The connections Mike’s made have clearly made all the early mornings worth it: “There are three ladies who swam out in January for charity who have become pals – one of them, Emily, nicknamed us the Sunrise Social Club. It’s really nice. I’d get up, go for a swim, do some litter picking, do some shooting, wander back with them and have a chat. Getting to know them was brilliant.” Mike reflects that the community around Dawn Days has grown through people seeking an element of purposeful routine, and a meaningful way of interacting with others away from computers or phones.
Despite Covid restrictions easing, Mike isn’t planning on jumping straight back into his old life.
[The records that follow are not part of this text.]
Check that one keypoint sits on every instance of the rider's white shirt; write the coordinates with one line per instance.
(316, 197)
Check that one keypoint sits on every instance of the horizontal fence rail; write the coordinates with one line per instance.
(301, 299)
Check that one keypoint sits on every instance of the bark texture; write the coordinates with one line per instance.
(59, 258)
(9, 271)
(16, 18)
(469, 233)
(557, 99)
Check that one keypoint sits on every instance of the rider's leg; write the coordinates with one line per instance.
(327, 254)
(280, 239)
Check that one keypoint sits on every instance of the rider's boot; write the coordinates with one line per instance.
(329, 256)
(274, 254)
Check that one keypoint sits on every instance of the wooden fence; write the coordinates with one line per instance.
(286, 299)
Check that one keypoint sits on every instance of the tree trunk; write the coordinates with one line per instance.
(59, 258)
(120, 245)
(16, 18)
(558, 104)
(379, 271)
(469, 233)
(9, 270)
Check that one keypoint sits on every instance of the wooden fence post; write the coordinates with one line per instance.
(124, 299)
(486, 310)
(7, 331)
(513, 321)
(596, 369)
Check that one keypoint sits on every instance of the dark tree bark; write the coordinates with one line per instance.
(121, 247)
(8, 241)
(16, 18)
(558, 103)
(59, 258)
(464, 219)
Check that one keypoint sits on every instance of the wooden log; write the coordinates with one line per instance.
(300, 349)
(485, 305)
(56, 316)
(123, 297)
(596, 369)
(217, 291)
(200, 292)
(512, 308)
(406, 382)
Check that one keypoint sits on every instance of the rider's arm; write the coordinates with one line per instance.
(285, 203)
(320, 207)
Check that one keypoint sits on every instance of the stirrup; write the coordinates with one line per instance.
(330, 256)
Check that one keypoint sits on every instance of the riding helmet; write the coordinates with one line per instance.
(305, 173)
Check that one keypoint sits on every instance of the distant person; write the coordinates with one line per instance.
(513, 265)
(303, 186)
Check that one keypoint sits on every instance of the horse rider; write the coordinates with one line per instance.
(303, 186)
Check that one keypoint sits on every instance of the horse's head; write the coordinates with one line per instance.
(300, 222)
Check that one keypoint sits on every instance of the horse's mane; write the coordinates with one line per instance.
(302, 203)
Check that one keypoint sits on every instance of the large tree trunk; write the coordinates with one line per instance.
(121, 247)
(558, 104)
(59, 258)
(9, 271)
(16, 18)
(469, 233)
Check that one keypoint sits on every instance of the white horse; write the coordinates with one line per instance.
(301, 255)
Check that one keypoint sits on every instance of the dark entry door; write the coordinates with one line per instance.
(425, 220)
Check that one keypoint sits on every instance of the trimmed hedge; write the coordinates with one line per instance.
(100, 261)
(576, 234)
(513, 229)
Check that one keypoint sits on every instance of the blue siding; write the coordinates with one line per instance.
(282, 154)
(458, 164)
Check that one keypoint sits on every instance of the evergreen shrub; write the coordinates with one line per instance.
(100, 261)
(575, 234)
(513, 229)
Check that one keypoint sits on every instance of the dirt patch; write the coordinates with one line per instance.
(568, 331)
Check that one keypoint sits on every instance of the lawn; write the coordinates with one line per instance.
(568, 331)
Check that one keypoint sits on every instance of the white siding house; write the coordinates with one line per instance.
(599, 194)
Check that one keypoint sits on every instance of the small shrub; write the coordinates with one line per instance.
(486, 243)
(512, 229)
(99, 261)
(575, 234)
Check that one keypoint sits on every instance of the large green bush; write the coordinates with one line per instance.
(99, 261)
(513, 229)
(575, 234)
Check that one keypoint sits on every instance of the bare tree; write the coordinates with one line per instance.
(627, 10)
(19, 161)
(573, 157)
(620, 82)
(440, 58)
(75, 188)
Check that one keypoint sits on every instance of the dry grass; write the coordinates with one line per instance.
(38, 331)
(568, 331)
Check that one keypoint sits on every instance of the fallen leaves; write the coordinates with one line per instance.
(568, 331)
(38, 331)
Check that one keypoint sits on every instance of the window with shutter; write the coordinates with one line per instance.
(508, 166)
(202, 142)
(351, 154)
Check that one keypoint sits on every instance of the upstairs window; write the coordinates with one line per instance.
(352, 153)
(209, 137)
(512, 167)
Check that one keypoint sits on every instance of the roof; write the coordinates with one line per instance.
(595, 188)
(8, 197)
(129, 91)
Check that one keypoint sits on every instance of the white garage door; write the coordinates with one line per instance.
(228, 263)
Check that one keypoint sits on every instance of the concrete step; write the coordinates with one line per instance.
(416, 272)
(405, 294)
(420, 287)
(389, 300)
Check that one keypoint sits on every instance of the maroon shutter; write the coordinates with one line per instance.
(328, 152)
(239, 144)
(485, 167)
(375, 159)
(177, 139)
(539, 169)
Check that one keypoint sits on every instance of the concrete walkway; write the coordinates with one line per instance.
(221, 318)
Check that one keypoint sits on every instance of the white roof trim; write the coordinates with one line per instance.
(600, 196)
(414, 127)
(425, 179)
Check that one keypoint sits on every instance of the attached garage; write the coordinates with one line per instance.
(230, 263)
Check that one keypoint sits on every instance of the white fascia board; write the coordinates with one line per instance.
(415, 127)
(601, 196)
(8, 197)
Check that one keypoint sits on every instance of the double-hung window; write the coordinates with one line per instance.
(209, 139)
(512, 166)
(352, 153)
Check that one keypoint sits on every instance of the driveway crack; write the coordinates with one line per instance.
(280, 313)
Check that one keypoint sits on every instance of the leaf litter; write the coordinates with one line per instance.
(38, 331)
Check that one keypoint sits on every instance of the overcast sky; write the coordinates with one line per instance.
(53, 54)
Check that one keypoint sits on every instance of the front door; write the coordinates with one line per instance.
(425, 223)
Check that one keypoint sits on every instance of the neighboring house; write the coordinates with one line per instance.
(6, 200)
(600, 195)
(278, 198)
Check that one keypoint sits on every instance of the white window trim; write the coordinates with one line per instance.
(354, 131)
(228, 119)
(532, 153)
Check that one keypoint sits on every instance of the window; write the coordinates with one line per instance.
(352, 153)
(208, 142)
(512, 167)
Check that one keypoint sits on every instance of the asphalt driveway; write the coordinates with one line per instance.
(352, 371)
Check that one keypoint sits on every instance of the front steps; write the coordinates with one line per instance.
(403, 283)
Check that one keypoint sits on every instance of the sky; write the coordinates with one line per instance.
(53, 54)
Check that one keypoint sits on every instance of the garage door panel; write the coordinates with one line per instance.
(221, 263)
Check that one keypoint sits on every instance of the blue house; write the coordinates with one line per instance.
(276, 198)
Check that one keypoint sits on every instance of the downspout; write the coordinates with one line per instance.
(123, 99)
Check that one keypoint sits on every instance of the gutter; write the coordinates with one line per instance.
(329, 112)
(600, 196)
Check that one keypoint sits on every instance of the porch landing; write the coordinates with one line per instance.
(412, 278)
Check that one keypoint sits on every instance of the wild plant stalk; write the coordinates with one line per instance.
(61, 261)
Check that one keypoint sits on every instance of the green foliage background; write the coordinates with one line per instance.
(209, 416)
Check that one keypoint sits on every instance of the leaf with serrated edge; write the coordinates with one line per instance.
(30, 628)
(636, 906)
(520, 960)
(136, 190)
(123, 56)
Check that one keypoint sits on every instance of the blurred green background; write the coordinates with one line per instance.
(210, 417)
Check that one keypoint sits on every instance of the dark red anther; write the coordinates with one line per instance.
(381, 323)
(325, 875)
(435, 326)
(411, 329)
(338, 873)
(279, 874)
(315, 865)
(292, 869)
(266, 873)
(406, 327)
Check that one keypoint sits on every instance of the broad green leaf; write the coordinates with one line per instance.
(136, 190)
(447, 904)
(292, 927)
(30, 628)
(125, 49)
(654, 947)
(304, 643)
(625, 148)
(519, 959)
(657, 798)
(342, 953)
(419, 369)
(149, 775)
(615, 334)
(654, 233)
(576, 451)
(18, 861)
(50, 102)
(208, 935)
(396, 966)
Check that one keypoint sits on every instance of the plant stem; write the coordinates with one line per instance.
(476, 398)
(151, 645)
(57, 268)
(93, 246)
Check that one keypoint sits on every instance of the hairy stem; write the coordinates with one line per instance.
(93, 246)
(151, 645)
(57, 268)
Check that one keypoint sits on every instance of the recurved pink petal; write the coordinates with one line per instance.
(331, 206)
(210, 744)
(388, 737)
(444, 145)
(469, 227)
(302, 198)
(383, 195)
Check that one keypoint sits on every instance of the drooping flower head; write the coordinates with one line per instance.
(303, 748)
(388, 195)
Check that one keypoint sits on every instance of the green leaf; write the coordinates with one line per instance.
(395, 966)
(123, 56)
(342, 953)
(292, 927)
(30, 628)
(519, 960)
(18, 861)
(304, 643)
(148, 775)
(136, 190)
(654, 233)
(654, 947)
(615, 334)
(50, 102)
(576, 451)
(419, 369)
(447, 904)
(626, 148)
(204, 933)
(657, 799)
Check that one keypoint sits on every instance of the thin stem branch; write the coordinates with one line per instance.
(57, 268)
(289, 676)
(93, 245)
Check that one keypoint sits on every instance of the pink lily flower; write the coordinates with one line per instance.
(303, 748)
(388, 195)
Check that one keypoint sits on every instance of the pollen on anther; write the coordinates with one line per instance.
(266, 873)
He still plans to travel, but is aiming to recreate the immersive experience of Dawn Days in other settings, spending more time in places and communities to deepen his experience and learn more from the people around him.
Unsurprisingly for someone who spends so much time swimming, Mike uses the sea as an analogy to illustrate how Dawn Days has helped him better manage his mental health: “All of this has been a process, to deal with relationship breakups, being out of work, and the losses of identities we feel, these perceived holes that are left in our lives.
“It’s really important for me to say that Dawn Days didn’t ‘fix’ me, it isn’t a silver bullet. It’s kind of like building a harbour round your mind, for letting bad thoughts out and letting good thoughts in. If it’s stormy out there, you’ve got a sense of calm inside. You can head out into the storm if you want, but you know you’ve always got a place of refuge to go.”